Data released from Peru’s Ministry of Health through January 25 shows that the expected increase from the holiday season is possibly beginning to see a leveling off.
Keep in mind that this is based on only a few days’ data, but past trends of a few days have generally been good indicators of longer term trends.
First the bad news. As is always the case, deaths are the trailing indicator of infections rates. The rate of deaths always follows some time later after a rise in infections and hospitalizations.
Unfortunately, the number of daily deaths is rising at a rate that I think surprises everyone. On the most recent day reported (Monday), 220 COVID-19 deaths were reported.
So far, January is seeing an average of over 95 deaths a day. Obviously, with this trend that number is going to climb much, much higher before the end of the month as there are no signs that this is even close to leveling off.

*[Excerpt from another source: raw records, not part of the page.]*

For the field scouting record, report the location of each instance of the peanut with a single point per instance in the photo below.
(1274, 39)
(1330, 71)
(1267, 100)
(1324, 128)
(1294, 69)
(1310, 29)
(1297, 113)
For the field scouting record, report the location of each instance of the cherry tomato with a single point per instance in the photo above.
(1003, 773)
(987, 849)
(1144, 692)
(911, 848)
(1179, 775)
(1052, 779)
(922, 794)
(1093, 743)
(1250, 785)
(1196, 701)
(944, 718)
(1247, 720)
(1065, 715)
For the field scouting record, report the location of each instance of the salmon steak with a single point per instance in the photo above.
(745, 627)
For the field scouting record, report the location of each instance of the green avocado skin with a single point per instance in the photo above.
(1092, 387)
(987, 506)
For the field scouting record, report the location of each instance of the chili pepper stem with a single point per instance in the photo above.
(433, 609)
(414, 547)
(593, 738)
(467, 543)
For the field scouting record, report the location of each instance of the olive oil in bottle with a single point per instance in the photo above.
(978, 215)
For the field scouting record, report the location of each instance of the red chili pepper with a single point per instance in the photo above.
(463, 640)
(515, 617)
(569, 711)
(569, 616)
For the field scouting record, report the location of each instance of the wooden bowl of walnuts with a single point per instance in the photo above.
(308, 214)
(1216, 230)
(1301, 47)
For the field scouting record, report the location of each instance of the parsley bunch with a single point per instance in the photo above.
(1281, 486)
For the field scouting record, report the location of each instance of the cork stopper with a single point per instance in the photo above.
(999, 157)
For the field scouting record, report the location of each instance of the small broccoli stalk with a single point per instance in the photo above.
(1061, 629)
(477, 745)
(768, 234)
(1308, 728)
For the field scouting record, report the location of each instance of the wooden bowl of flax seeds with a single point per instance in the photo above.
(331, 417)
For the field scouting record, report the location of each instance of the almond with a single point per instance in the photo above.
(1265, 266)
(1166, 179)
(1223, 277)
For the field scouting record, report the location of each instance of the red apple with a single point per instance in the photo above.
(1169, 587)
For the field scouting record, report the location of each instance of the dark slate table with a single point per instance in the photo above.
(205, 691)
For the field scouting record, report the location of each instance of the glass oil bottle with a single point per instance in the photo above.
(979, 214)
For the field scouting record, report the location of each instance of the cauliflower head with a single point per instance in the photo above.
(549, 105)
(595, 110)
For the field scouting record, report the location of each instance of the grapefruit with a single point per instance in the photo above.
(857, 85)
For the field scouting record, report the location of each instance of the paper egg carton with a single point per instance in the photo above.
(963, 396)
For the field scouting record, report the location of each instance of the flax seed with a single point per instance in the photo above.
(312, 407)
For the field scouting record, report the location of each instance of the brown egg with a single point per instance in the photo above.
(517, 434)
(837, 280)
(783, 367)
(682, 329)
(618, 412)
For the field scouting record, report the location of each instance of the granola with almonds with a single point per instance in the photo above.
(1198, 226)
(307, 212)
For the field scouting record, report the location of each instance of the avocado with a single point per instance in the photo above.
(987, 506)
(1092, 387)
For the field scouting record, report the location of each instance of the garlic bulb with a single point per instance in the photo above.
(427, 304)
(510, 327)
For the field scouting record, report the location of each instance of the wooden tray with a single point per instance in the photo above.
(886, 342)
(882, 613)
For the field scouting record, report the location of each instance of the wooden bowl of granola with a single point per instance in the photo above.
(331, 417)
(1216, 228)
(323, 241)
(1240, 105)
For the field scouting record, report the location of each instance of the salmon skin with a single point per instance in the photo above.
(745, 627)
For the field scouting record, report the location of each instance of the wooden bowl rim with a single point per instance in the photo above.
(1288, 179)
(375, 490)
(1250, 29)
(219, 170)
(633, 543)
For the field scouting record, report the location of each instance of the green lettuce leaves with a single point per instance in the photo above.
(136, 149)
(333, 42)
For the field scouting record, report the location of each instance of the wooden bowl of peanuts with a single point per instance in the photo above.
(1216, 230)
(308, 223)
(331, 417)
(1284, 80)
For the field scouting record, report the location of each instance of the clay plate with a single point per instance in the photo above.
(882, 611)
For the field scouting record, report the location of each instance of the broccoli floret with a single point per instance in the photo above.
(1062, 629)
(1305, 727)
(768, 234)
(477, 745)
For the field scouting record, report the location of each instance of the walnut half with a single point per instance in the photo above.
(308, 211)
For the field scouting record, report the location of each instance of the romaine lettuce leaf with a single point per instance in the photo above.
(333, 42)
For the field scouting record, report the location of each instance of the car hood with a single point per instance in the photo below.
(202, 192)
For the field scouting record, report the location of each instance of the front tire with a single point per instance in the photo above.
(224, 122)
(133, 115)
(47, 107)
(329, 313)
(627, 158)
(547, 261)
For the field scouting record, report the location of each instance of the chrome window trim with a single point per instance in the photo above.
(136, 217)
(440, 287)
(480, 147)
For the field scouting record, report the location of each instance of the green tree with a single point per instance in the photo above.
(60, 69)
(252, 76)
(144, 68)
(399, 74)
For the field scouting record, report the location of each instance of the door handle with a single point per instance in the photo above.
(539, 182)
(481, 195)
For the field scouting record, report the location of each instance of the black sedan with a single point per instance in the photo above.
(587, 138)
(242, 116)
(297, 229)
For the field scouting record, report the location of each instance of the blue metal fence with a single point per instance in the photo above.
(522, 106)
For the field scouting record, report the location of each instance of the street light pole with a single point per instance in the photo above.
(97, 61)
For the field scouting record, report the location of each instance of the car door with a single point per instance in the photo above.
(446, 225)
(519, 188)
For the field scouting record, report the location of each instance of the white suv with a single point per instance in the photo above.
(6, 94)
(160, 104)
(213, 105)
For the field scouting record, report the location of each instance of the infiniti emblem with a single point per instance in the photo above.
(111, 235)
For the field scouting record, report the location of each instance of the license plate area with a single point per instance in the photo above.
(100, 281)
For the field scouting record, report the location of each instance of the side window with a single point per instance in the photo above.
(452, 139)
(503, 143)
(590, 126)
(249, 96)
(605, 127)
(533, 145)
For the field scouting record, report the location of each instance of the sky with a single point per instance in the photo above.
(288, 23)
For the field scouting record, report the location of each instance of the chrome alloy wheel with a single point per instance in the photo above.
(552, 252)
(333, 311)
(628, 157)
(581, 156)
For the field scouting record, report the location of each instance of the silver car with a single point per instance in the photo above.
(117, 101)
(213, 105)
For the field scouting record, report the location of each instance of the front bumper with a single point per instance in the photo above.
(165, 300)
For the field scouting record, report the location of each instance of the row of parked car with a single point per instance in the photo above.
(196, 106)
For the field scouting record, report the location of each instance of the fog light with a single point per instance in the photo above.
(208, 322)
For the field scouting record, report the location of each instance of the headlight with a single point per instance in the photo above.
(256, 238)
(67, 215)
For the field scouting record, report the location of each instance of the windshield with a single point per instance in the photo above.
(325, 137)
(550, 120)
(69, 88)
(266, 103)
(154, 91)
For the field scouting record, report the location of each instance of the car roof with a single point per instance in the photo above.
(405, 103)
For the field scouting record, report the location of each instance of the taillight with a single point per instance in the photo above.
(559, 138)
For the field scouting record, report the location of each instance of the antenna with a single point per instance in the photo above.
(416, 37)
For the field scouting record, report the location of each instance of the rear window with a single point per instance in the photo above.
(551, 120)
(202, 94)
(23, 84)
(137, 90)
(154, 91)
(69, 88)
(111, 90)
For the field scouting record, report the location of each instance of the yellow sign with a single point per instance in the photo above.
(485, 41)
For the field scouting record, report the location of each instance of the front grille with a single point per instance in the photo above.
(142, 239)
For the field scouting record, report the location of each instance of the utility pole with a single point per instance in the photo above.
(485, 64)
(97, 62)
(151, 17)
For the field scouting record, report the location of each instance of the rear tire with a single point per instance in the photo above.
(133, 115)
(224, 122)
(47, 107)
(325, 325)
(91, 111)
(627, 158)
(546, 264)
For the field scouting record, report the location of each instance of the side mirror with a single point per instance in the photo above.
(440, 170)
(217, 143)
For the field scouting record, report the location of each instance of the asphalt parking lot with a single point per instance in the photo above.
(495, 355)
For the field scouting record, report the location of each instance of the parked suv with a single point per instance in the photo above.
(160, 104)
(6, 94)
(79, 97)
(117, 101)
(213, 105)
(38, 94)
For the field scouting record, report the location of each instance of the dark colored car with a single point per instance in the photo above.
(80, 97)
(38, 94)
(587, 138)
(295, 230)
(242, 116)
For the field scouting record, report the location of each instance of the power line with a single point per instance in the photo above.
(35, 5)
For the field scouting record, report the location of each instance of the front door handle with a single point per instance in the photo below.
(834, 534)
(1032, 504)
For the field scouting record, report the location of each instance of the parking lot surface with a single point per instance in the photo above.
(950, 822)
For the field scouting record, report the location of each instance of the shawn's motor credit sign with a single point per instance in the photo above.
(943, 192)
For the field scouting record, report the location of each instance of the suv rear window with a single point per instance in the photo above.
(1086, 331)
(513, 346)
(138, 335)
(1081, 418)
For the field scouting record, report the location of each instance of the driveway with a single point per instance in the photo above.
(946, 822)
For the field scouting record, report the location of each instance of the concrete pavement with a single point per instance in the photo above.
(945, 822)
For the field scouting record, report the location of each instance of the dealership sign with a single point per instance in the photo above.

Unfortunately, there isn’t really any good news, but there is some news that is a little better than it’s been and gives hope that things may start to improve.
Hospitalizations have declined over the past two days. Considering the drastic rise over several weeks, this is a good sign, especially since, while bed availability was getting close to full, it had not reach full capacity.
The number of COVID patients under ICU care continues to rise very slowly, but this is still likely due to the fact that ICU capacity is completely full in many parts of the country. Sadly, often ICU beds become available when a patient dies.
There are signs that the positivity rate of testing is starting to level off. There have been some significant daily variations that have skewed the graph, but in general the trend is no longer increasing. It’s a little hard to see from the chart below because those wild high and low numbers for single days cause big dips and rises, but its much clearer when looking at the daily numbers.
Another encouraging sign is that the number of known active cases of COVID-19 in Peru has decreased over the past couple of days.
Again, two or three days don’t mean much, but after several weeks of constant increases, they are a welcome break and, in the past, have been indicative of developing trends.
The post-holiday increase in cases was expected and predicted quite while back. As long as things have gone back to what they were before, a peak and then a decrease are also likely to start showing up about now.
The wild cards in all of this are, of course, the mutations that are already present in Peru. The UK variant has been confirmed. It is considered to be a more contagious variant of COVID-19 and there are indications that it is a more deadly strain, too.
Even more worrisome is the Brazilian variant (known as the P1 variant). As Brazil shares an extensive and porous border with Peru, this variant has shown signs of re-infecting those who have already experienced COVID-19 infection. I don’t think it’s presence in Peru has been confirmed, but it’s almost unimaginable that it is not here.
Unless there is a major shift one way or the other, I don’t plan to do an update until data is released through the end of the month. I am hopefully that things will begin to show improvements in this time, but as we’ve all learned, COVID-19 has it’s own timeline.